Limit direct dependencies on cpuinfo

PiperOrigin-RevId: 272245408
diff --git a/src/init.c b/src/init.c
index b0ad23d..a5ca59d 100644
--- a/src/init.c
+++ b/src/init.c
@@ -18,6 +18,7 @@
 #include <xnnpack/argmaxpool.h>
 #include <xnnpack/avgpool.h>
 #include <xnnpack/clamp.h>
+#include <xnnpack/common.h>
 #include <xnnpack/conv.h>
 #include <xnnpack/dwconv.h>
 #include <xnnpack/gavgpool.h>
@@ -48,15 +49,15 @@
   .initialized = false
 };
 
-#if CPUINFO_ARCH_PNACL || CPUINFO_ARCH_ASMJS || CPUINFO_ARCH_WASM || CPUINFO_ARCH_WASMSIMD
+#if XNN_ARCH_PNACL || XNN_ARCH_ASMJS || XNN_ARCH_WASM || XNN_ARCH_WASMSIMD
   extern uint32_t xnn_stub_wasm_f32_sub(uint32_t a, uint32_t b);
 #endif
-#if CPUINFO_ARCH_PNACL || CPUINFO_ARCH_WASM || CPUINFO_ARCH_WASMSIMD
+#if XNN_ARCH_PNACL || XNN_ARCH_WASM || XNN_ARCH_WASMSIMD
   extern uint32_t xnn_stub_wasm_f32_min(uint32_t a, uint32_t b);
 #endif
 
 static void init(void) {
-#if CPUINFO_ARCH_ARM
+#if XNN_ARCH_ARM
   if (!cpuinfo_has_arm_neon()) {
     xnn_log_error("XNNPACK initialization failed: NEON is not supported");
     return;
@@ -206,7 +207,7 @@
     .xm = (xnn_zipv_ukernel_function) xnn_x32_zip_xm_ukernel__neon,
   };
 
-#elif CPUINFO_ARCH_ARM64
+#elif XNN_ARCH_ARM64
 
   /**************************** Q8 micro-kernels ****************************/
   xnn_params.q8.gemm = (struct gemm_parameters) {
@@ -485,7 +486,7 @@
     .xm = (xnn_zipv_ukernel_function) xnn_x32_zip_xm_ukernel__neon,
   };
 
-#elif CPUINFO_ARCH_X86 || CPUINFO_ARCH_X86_64
+#elif XNN_ARCH_X86 || XNN_ARCH_X86_64
   if (!cpuinfo_has_x86_sse2()) {
     xnn_log_error("XNNPACK initialization failed: SSE2 is not supported");
     return;
@@ -649,7 +650,7 @@
     .xm = (xnn_zipv_ukernel_function) xnn_x32_zip_xm_ukernel__sse2,
   };
 
-#elif CPUINFO_ARCH_PNACL || CPUINFO_ARCH_WASMSIMD
+#elif XNN_ARCH_PNACL || XNN_ARCH_WASMSIMD
   /**************************** Q8 micro-kernels ****************************/
   xnn_params.q8.gemm = (struct gemm_parameters) {
     .gemm = (xnn_gemm_ukernel_function) xnn_q8_gemm_ukernel_2x2__scalar,
@@ -786,7 +787,7 @@
     .xm = (xnn_zipv_ukernel_function) xnn_x32_zip_xm_ukernel__psimd,
   };
 
-#elif CPUINFO_ARCH_WASM || CPUINFO_ARCH_ASMJS
+#elif XNN_ARCH_WASM || XNN_ARCH_ASMJS
   // Unlike most other architectures, on x86/x86-64 when floating-point instructions
   // have no NaN arguments, but produce NaN output, the output NaN has sign bit set.

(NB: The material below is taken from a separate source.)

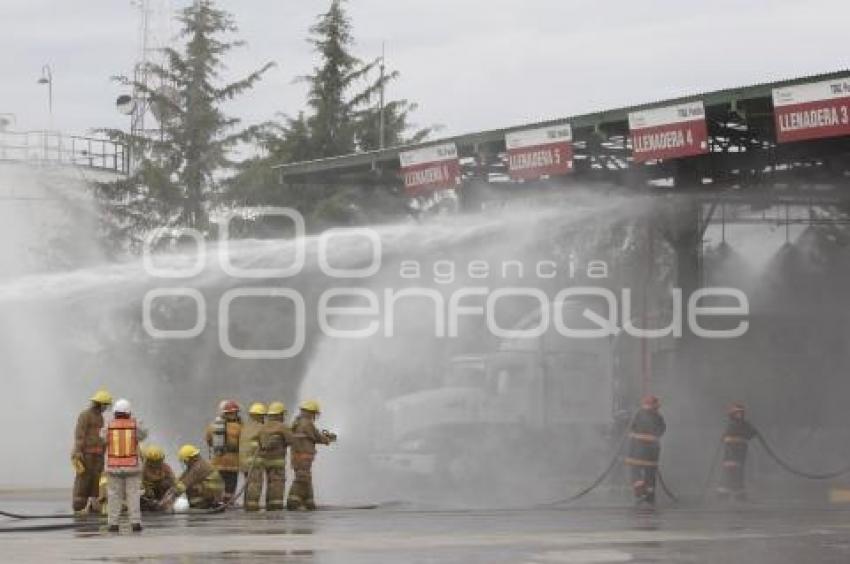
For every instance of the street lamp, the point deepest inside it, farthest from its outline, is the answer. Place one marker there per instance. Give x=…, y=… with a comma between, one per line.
x=47, y=78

   // We use it to distinguish x86/x86-64 from other architectures, by doing subtraction
diff --git a/src/wasm-stubs.c b/src/wasm-stubs.c
index 29826d7..b9273c5 100644
--- a/src/wasm-stubs.c
+++ b/src/wasm-stubs.c
@@ -12,8 +12,8 @@
   return fp32_to_bits(fp32_from_bits(a) - fp32_from_bits(b));
 }
 
-#if CPUINFO_ARCH_WASM || CPUINFO_ARCH_WASMSIMD
+#if XNN_ARCH_WASM || XNN_ARCH_WASMSIMD
 uint32_t xnn_stub_wasm_f32_min(uint32_t a, uint32_t b) {
   return fp32_to_bits(__builtin_wasm_min_f32(fp32_from_bits(a), fp32_from_bits(b)));
 }
-#endif  // CPUINFO_ARCH_WASM || CPUINFO_ARCH_WASMSIMD
+#endif  // XNN_ARCH_WASM || XNN_ARCH_WASMSIMD
diff --git a/src/xnnpack/allocator.h b/src/xnnpack/allocator.h
index 303aa37..c946656 100644
--- a/src/xnnpack/allocator.h
+++ b/src/xnnpack/allocator.h
@@ -12,7 +12,7 @@
   #include <malloc.h>
 #endif
 
-#include <cpuinfo.h>
+#include <xnnpack/common.h>
 
 extern int posix_memalign(void **memptr, size_t alignment, size_t size);
 
@@ -22,7 +22,7 @@
 
 inline static void* xnn_allocate_memory(size_t memory_size) {
   void* memory_ptr = NULL;
-#if CPUINFO_ARCH_ASMJS || CPUINFO_ARCH_WASM
+#if XNN_ARCH_ASMJS || XNN_ARCH_WASM
   memory_ptr = malloc(memory_size);
 #elif defined(__ANDROID__)
   memory_ptr = memalign(XNN_ALLOCATION_ALIGNMENT, memory_size);
diff --git a/src/xnnpack/common.h b/src/xnnpack/common.h
index 2dbc451..673b92a 100644
--- a/src/xnnpack/common.h
+++ b/src/xnnpack/common.h
@@ -9,6 +9,83 @@
 #pragma once
 
 
+// Define architecture indentification macros
+
+#if defined(__i386__) || defined(__i486__) || defined(__i586__) || defined(__i686__) || defined(_M_IX86)
+  #define XNN_ARCH_X86 1
+#endif
+
+#if defined(__x86_64__) || defined(__x86_64) || defined(_M_X64) || defined(_M_AMD64)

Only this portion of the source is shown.